Não há diferenças essenciais entre Damares e os fundamentalistas islâmicos
“A igreja deve governar”, exclamou Damares Alves, nova ministra da Mulher, da Família e Direitos Humanos aos fiéis de sua seita evangélica. Há pouco, bastaria contraditá-la invocando a laicidade estatal. Hoje, face ao regresso político em curso, é preciso examinar as relações entre igreja, partido e governo para redescobrir o valor universal do princípio do Estado laico.
A fé não precisa de uma igreja para se manifestar. As igrejas, como os partidos, são sobre poder. No Ocidente medieval, a Igreja Católica exercia um poder absoluto sobre as sociedades: o papado legitimava os reis. Um paralelo apropriado é com os totalitarismos do século 20: os partidos de Stalin e Hitler identificavam-se com o Estado.
Nas democracias, contudo, partidos e igrejas ocupam lugares radicalmente diferentes. Os primeiros almejam governar; as segundas só podem almejar a liberdade de pregar uma fé.
O partido é a expressão política de uma parte da sociedade que pretende representar, provisoriamente, a sociedade inteira. A meta é atingida por meio do voto majoritário, veículo da soberania popular, que sagra a verdade do partido como verdade geral provisória.
Mas o partido que chega ao governo continua a ser a parte, não o todo, e, por isso, corre o risco de ser apeado na eleição seguinte. A igreja, porém, qualquer que seja ela, define a sua verdade como Verdade eterna —e, por isso, não tem o direito de querer governar.
Os partidos exibem seus programas como soluções melhores para administrar as coisas (a economia, os serviços públicos) nas circunstâncias do presente. As igrejas, por outro lado, pretendem universalizar uma fé, um modo de entender a vida e a morte, um catálogo de preceitos sobre o comportamento dos indivíduos nas esferas pública e privada.
O governo do partido pode ser mudado; o “governo da igreja” é, por definição, imutável. Do ponto de vista da democracia, não existem diferenças essenciais entre Damares e os fundamentalistas islâmicos que governam a Arábia Saudita, o Irã, o Sudão e a Faixa de Gaza.

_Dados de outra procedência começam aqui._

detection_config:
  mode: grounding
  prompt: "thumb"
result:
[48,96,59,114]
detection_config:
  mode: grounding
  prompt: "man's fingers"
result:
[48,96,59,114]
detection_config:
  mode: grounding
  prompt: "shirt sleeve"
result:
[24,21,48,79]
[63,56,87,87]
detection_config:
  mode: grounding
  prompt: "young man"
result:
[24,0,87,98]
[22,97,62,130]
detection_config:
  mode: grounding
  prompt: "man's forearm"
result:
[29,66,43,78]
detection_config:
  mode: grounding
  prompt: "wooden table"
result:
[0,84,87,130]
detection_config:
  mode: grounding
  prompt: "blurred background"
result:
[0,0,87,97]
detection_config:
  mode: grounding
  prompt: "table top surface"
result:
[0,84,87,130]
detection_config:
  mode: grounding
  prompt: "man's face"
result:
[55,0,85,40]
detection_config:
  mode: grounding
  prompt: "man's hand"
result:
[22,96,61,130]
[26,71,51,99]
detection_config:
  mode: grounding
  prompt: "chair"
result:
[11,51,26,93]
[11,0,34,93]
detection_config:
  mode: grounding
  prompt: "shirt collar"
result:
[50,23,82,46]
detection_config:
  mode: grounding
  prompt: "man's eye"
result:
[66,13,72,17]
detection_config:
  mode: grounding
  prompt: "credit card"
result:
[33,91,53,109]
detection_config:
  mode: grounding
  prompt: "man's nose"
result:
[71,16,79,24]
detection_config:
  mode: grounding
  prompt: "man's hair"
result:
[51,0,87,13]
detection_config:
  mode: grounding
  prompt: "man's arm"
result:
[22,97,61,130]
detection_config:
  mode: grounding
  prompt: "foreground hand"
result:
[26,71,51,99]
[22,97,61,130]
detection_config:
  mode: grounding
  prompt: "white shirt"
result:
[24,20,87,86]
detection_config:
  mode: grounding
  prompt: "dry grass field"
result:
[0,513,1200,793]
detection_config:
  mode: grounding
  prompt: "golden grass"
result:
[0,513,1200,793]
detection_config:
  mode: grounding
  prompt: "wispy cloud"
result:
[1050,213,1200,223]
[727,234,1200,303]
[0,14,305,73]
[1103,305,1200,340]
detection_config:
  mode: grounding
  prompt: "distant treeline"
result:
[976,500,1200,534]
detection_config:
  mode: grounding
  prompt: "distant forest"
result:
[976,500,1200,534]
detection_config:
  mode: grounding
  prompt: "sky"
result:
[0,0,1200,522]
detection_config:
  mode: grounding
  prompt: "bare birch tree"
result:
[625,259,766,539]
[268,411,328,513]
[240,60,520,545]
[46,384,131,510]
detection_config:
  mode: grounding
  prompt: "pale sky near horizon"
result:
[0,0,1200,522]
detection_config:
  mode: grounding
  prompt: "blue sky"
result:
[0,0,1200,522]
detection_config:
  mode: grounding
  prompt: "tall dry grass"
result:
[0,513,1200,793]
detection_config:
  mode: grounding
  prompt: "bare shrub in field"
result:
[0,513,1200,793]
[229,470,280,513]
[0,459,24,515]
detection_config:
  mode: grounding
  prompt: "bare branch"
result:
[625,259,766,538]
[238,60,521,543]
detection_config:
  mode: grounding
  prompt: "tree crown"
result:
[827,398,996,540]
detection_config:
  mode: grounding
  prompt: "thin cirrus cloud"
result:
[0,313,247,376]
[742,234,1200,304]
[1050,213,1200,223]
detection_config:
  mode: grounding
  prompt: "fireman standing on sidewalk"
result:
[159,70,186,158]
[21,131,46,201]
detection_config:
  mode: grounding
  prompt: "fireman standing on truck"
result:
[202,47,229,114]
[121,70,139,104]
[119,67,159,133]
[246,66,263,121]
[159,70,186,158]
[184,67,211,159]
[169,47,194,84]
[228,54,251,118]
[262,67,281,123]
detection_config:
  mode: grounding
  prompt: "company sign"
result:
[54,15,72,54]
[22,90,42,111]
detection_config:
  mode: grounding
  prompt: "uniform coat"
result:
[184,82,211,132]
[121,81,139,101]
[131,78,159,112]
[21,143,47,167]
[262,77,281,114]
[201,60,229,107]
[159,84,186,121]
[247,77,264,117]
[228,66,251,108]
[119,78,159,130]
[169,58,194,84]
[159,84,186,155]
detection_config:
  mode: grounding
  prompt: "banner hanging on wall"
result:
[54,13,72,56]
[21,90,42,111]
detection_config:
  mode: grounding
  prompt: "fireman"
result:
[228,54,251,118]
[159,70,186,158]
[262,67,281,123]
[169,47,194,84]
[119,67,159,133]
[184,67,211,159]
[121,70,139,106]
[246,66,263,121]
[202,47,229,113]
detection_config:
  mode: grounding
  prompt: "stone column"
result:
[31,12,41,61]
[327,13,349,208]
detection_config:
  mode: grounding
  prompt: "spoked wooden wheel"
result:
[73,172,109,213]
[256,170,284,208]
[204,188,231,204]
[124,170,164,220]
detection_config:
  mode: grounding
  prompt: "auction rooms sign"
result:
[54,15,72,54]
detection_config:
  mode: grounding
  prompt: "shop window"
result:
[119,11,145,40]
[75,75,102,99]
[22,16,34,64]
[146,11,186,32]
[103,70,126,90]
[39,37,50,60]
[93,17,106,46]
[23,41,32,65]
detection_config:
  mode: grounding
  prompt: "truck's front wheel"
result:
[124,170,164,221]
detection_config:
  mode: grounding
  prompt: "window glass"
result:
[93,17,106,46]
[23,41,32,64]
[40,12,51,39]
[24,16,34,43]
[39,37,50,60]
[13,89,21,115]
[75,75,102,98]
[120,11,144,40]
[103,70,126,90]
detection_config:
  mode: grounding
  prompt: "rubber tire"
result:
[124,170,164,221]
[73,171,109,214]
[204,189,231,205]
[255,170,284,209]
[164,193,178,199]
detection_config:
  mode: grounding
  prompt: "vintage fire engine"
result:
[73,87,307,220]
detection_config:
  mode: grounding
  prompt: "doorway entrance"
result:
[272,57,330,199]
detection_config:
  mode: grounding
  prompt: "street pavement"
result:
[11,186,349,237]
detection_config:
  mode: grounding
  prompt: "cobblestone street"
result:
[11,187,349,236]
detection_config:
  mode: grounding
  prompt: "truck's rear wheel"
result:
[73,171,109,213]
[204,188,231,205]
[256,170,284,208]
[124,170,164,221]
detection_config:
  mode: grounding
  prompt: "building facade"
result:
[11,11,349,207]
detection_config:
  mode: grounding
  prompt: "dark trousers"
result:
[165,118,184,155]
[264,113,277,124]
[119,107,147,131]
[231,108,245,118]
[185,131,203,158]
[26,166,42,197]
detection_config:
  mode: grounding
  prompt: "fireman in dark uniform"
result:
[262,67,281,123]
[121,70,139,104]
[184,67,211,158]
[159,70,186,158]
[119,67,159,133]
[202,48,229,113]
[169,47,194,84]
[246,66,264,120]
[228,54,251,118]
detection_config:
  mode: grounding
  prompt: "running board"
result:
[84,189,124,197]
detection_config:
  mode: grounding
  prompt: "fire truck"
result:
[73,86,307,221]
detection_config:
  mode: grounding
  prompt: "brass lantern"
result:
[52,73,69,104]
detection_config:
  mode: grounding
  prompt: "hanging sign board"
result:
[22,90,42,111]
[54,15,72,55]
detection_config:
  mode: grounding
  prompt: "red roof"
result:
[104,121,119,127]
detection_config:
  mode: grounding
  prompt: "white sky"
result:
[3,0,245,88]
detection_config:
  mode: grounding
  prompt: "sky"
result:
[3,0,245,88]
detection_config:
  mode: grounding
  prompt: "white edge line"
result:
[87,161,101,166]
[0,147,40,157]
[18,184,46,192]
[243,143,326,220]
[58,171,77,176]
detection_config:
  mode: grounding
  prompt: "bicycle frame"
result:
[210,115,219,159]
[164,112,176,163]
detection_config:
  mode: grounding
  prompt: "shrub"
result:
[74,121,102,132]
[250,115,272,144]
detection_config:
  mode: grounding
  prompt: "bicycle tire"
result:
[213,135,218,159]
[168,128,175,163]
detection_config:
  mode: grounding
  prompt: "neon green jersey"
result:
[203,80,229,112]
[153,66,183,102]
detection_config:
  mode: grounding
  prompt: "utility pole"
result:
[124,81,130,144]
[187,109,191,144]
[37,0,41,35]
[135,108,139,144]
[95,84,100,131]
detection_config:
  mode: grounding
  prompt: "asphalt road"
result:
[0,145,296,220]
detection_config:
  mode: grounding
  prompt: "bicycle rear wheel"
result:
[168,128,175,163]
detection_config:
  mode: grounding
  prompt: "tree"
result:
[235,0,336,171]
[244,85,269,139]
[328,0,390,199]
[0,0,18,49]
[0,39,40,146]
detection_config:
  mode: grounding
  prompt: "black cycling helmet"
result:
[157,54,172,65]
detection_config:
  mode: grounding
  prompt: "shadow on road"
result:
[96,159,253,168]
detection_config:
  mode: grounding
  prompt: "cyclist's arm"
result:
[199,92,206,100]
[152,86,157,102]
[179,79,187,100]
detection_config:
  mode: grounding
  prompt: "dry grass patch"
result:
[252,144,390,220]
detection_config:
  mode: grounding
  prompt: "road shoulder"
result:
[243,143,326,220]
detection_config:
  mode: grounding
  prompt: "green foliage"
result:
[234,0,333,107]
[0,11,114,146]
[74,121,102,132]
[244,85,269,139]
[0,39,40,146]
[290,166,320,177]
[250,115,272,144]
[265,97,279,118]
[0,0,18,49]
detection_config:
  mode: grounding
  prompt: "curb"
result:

“Todo o poder aos sovietes!”. A exigência dos antigos comunistas de transferência de “todo o poder” à classe proletária deve ser interpretada: de fato, eles queriam o poder absoluto para seu próprio partido.
Os partidos comunistas proclamavam representar, com exclusividade, a classe trabalhadora. Por esse motivo, quando os bolcheviques chegaram ao poder na Rússia, começaram proibindo os “partidos burgueses”, inimigos da “ditadura do proletariado”, para proibir na sequência os demais partidos que juravam representar os interesses dos trabalhadores.
As igrejas são, sob esse aspecto, muito parecidas com os partidos comunistas. Deriva daí que a elevação de uma igreja ao governo é o que de mais perigoso pode acontecer para a liberdade de religião.
A seita de Damares vê, no cristianismo, a fé verdadeira exclusiva. O seu “governo da igreja” começaria proscrevendo as “religiões demoníacas” (ou seja, todas as não cristãs), mas não pararia por aí.
Tanto quanto as outras, a seita de Damares enxerga a si mesma como a única perfeita tradução da fé cristã. Depois de eliminar as “religiões demoníacas”, seu “governo da igreja” proscreveria as igrejas cristãs concorrentes. Todo o poder para Damares tem, como implicação lógica, a guerra de religião, primeiro contra os “infiéis” e, na sequência, contra os “falsos fiéis”.
No seu organograma de governo, Bolsonaro traçou um círculo em torno de quatro ministérios, criando uma reserva de mercado para o extremismo de direita.
Perto dos ministérios das Relações Exteriores, da Educação e do Meio Ambiente, a pasta de Damares parece um pátio de folguedos infantis entregue a meia dúzia de fundamentalistas cristãos. Engano: o governo que desafia o Estado laico está brincando com fósforo entre tambores de substâncias inflamáveis.
*Demétrio Magnoli, sociólogo, autor de “Uma Gota de Sangue: História do Pensamento Racial”. É doutor em geografia humana pela USP.